Prince Konstantin Dadiani (Georgian: კონსტანტინე დადიანი, Russian: Константин Леванович Дадиани; 18 October 1819 – 25 April 1889) was a Georgian nobleman of the House of Dadiani and general of the Russian Imperial Army. During his nearly four-decade long military career, he fought in the Caucasian, Crimean, and Turkish wars.

Caucasus mountains[edit]

Prince Dadiani was the third son of Levan V Dadiani, Prince of Mingrelia, and his wife, Princess Marta, née Tsereteli. In 1839, he graduated from St. Petersburg Page Corps and was commissioned as a khorunzhy in a Cossack regiment. Assigned to the Caucasian Corps in 1842, Dadiani fought in the Caucasian War against the mountaineers of Dagestan in 1844 and Chechnya from 1846 to 1848. He particularly distinguished himself in putting down a rebellion in Samurzakano in 1849, winning the Order of St. Vladimir, 4th Class. In August 1853, he was fighting again in Chechnya, when the death of his brother, David, Prince of Mingrelia, compelled Konstantin Dadiani to return to Mingrelia to become part of the regency council for his underage nephew Niko presided by David's widow Princess Ekaterina.[1]

Crimean War[edit]

Dadiani's return to Mingrelia coincided with the outbreak of the Crimean War, followed by landing of the Ottoman troops in Mingrelia in May 1854. He assumed command of a Mingrelian militia and engaged the superior Ottoman forces at Koki and Kokati on 25 October 1854. With the Ottoman advance, the Russian regular troops retreated from Mingrelia and parts of Mingrelian militia deserted their ranks. Dadiani, with a remaining force, moved to the highlands to protect the family of his late brother.
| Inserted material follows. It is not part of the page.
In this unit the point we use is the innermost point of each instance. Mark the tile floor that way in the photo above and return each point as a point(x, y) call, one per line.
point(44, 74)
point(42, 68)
After the Ottoman withdrawal, Konstantin Dadiani marshaled his militia again and joined the Guria detachment in its operations against the Ottoman forces.[1]

Later career[edit]

During a peasant revolt in Mingrelia in 1857, Konstantin Dadiani and his brother, Grigory, were recalled to Tiflis, while Ekaterina was summoned to St. Petersburg. Thus, the regency was sidelined from Mingrelia's government and its autonomy was effectively abrogated. The family accepted the accomplished fact; both Konstantin and Grigory remained in the imperial service. The former was made aide-de-camp to the Tsar Alexander II in 1858 and promoted to major-general in 1866. During the 1877–1878 war with the Ottoman Empire, Dadiani commanded a unit operating on the eastern Black Sea coastline to block Ottoman landings. On 15 June 1877, he was wounded during bombardment by a squadron of Ottoman warships. After the war, Dadiani was promoted to lieutenant-general and enlisted in reserves of the Caucasian Army. In 1887, he served as an arbiter in the Senaki uyezd.[1]


  1. ^ a b c Tageev, Boris L. (1905). "Дадиан, Константин Леванович [Dadian, Konstantin Levanovich]". In Polovtsov, Alexander (ed.). Русский биографический словарь, Т. 6 [Russian Biographic Dictionary, Vol. 6] (in Russian). St. Petersburg. pp. 37–38.